Why do so many trials struggle with getting it right?

Quantitative evaluation of medical images with artificial intelligence (AI) plays an increasingly important role in clinical trials for drug and treatment development. Especially for pulmonary diseases, chest CT image analysis can help improve trial outcomes and provide robust imaging endpoints, as well as uncover new insights into disease progression and mechanism of action. Enabling objective and precise quantification of parenchymal abnormalities, airways, or pulmonary blood vessels, AI revolutionizes the way we can assess otherwise difficult to evaluate structural changes and pathologies such as bronchial wall thickening, mucus impaction, pulmonary arterial enlargement, pulmonary fibrosis, or hypoperfusion. 

Clinical trials are time consuming and expensive to complete. Using imaging to assess a trial’s primary, secondary or even exploratory endpoints, not only helps to provide more accurate and precise outcomes but can also provide interesting new insights for future trials, even in small patient populations. But why do so many trials struggle with getting it right? Why do some imaging trials still fail while others deliver robust evidence enabling breakthrough innovations? 

Through eight years of experience in working with Pharmaceutical and MedTech companies, having analyzed 15 million medical images, we have been able to recognize typical challenges to apply image analysis effectively.  Failing to deliver statistically strong evidence is often not based on the performance of an algorithm. The cause is frequently rooted in the choice of a set of biomarkers in the design phase of a trial, particularly in the context of specific diseases and treatment effects. Furthermore, insufficient image data quality and data inconsistencies often make it challenging to deliver robust and reproducible results, especially in a longitudinal setting where patients are followed over time, or in multi-center studies where data is analyzed from a range of different sources.  
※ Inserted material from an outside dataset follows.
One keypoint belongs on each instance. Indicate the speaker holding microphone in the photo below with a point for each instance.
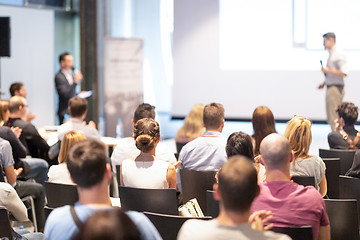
(4, 36)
Based on our experience, we have observed the following three top challenges:  

• Managing and handling patient and scanner variability of incoming imaging data; 
• Selecting the best-fit-for-purpose measurements, optimally matching the study’s requirements; 
• Delivering consistent and reproducible output quality for large-scale longitudinal trials.  

In this article, I will share key learnings on how to use quantitative CT image analysis to its best potential and boost the reliability of clinical trials. We see the following four steps as critical to any trial that considers using imaging: 

1. Precise understanding of the treatment mechanism, treatment outcomes and patient population; 
2. Understanding the advantages and disadvantages of each quantitative biomarker and selecting the best fit-for-purpose imaging biomarkers; 
3. Handling image quality and data variation for reproducibility of the results; 
4. Tailoring the study to specific patient populations and applying effective inclusion criteria. 

 

1. Understanding the trial’s full picture

Quantitative image analysis can play several roles within a clinical trial. Quantitative analysis of baseline scans, for example, can be used to identify certain patient inclusion and exclusion criteria, characterize a patient population, or aid in the selection of specific treatment targets. During the follow-up phase of a trial, quantitative markers can play a powerful role in precisely measuring structural changes or disease progression over time linked to a particular drug or intervention.  
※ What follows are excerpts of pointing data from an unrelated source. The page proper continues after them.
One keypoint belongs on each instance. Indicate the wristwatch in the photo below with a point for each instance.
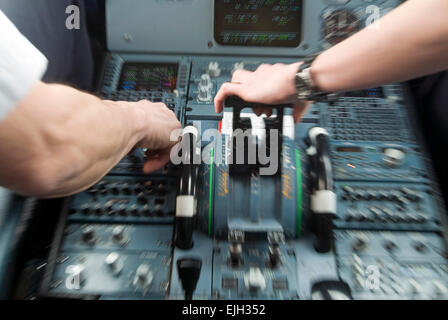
(306, 88)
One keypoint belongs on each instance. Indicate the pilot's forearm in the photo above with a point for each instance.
(409, 42)
(59, 140)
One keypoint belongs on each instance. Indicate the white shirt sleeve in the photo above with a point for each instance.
(21, 65)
Ensuring high reliability of trial outcomes starts with a thorough understanding of the trial objectives and treatment mechanism of an intervention or a drug. By understanding these details, the best-fit biomarkers can be selected to deliver evidence for treatment effectiveness.  

Different diseases, disease interventions, and trial goals require a different set of biomarkers and AI algorithms. To make it even more complicated, markers can be extracted on a global level (lungs), on a more regional level (lobes, segments, subsegments), or even down to the voxel level of the image. Defining the optimal approach for the quantitative assessment therefore goes beyond just selecting a good biomarker.  

At Thirona, for example, we work closely with Pharmaceutical companies, MedTech companies, or CROs, to get a deep understanding of the treatment and the treatment effects that trial sponsors are trying to measure. This understanding, combined with our expertise on what information can be extracted from CT images, forms the basis for selecting the best image analysis method for the trial.

 

2. What exactly do we want to measure, and what can be measured?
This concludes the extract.